ABD ve diğer ülkeler aynı lafları tekrarlayarak sınırımızın ötesinde kendi oyunlarını oynarken biz ağır bir fatura ödüyoruz. Hem askerlerimizden şehit veriyoruz, hem de Afrin’den atılan terörist roketleriyle vatandaşlarımız yaralanıyor, hayatını kaybediyor.
SDG-PKK yalanları
Birçok siyaset bilimcinin, terör uzmanının da vurguladığı gibi Türkiye “sınırında PKK koridoru oluşturulmasına müdahalede geç kaldı”.
Buna rağmen, eğer ABD ve Rusya “Türkiye’ye karşı tutumlarında” samimi olsalardı Türkiye yine de Suriye’ye girmek zorunda kalmazdı, ne Fırat Kalkanı olurdu, ne de Zeytin Dalı operasyonu.
Bakalım şimdi; ABD Dışişleri Sözcüsü Heather Nauert’in Perşembe günkü açıklaması:
“Biz Afrin’de yokuz. SDG ile çalışıyoruz… Türkiye’nin PKK konusundaki meşru kaygılarını anlıyoruz ve bunu saygıyla karşılıyoruz. Türkleri diğer gruplarla değil, DEAŞ’la savaşmaya odaklanmaya teşvik ediyoruz. Türkiye gözünü DEAŞ’tan ayırdı, PKK’nın peşine düştü”.

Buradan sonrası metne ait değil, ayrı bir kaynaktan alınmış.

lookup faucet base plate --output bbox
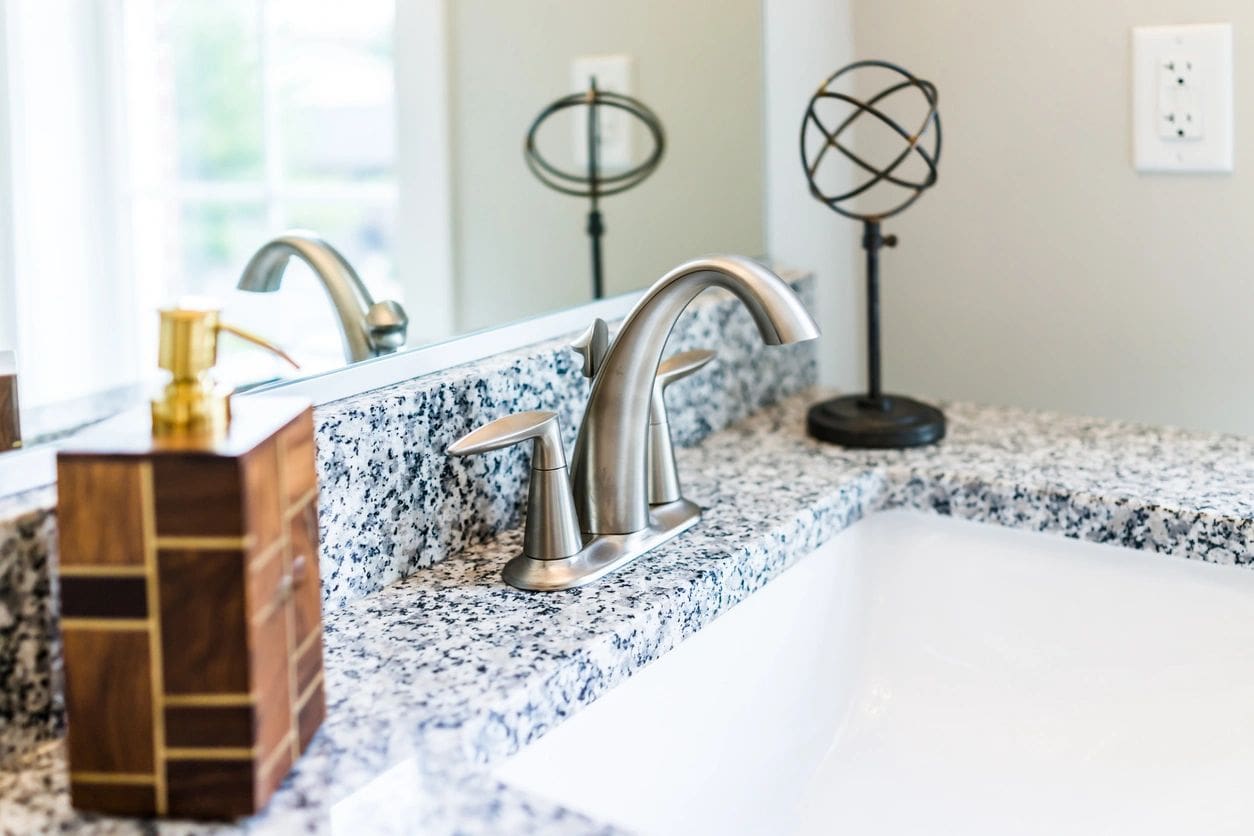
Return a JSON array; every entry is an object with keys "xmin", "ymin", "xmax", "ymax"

Hem PKK ile ilgili kaygılarımızı anlıyor ve saygı duyuyor, hem de PKK ile değil DEAŞ’la savaşmamızı istiyor (ki Afrin’de DEAŞ da PKK ile birlikte TSK’nın karşısında).
SDG ile çalışıyor ama SDG de zaten PKK, aynı örgüt… “Diğer gruplar” dediği de PKK…
ABD, Türkiye’ye “siviller ölmesin, dikkat edin” diye uyarı yapıyor ama “müttefikim” dediği terör örgütü Afrin’de sivilleri canlı kalkan yaparken susuyor.
Hele Savunma Bakanlığı sözcüleri “Afrindeki ‘gruplara’ silah vermediklerini, Fırat’ın Kuzeydoğu’sundaki PYD-PKK’ya verdikleri silahları da takip ettiklerini” söylemiş ki 5000 TIR silahı nasıl takip ettiklerini merak ediyor insan.
ABD’ye öneri; kısa bir süre için DEAŞ’ı bırakıp PKK’nın Hatay ve Kilis’te, Afrin’de “sivillere” verdikleri zarara yoğunlaşsınlar.